The term 'genocide' is relatively new as a historical concept. Genocide itself isn't a very old term. It was developed partly in response to the horrendous murder of Jewish people during the Holocaust, but also in response to the brutal cleansing that took place in this campaign committed by the Ottoman Empire between 1915 and 1923. In this period millions of Greeks, Armenians, Assyrians and other Christian minorities from the Pontus region and other parts of modern day Turkey, were deported, massacred or marched to their deaths. Some of these stories have been handed down. It's only two generations ago. In fact, my son's best friend's grandparents came from Pontus. He was a small child and I recall him telling us the story of the long march from the Pontus region through to modern day Greece. Along that March, many perished from starvation, being murdered along the way, and through illnesses et cetera. Approximately 300,000 people lost their lives. It was a brutal cleansing campaign.

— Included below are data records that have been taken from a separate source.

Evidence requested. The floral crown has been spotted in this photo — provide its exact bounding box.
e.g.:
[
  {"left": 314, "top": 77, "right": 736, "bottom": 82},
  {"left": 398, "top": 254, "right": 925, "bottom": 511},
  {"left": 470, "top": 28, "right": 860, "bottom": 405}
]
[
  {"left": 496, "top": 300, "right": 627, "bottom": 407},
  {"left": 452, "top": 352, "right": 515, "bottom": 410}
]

It all started in the early morning of 24 April 1915, when the Ottoman authorities arrested some 250 Armenian political, religious, educational and intellectual leaders and community figureheads in the capital Constantinople, making the first stage of the Ottoman Turks' attempt to exterminate the Armenian, Assyrian and Greek populations of the Ottoman Empire.

The Greek genocide began with a series of pogroms in eastern Thrace and on the Aegean coast of Anatolia, beginning in January 1914, when the Ottoman Turkish government declared that only those Greeks who became Muslims or changed their religion would be allowed to remain in Thrace. Maps and history were rewritten. Churches, schools and cultural monuments were desecrated and misnamed. There were even stories of children being snatched from their parents; they would be renamed and farmed out to be raised as Ottomans.

On that particular day, 300 kilometres south of the empire's capital, young Australian men began to fight against the Ottoman soldiers during the Gallipoli campaign, one of the most significant and formative events in the military history of Australia. Some of the first documented evidence of genocide taking place was from ANZACs, some of whom were prisoners, who witnessed some of the atrocities and began writing little notes on pieces of paper that still exist today.

The neglect and the plight of the peoples of this region, the Assyrians, the Greeks, and the Armenians—I'm sure it was an absolute bloodbath in terms of the cleansing that took place—is absolutely something that should be recognised by our government and by this parliament. As we heard earlier, President Biden has recognised the genocide. Many countries around the world have recognised it, and it's about time that we did too.

If we don't recognise humanity's mistakes, they're there to be committed again. It's not about pitting one ethnicity against another. As we heard, we recognised the Holocaust of World War II. It doesn't mean that German people are bad; it just means that we recognised an atrocity so it could never ever take place again.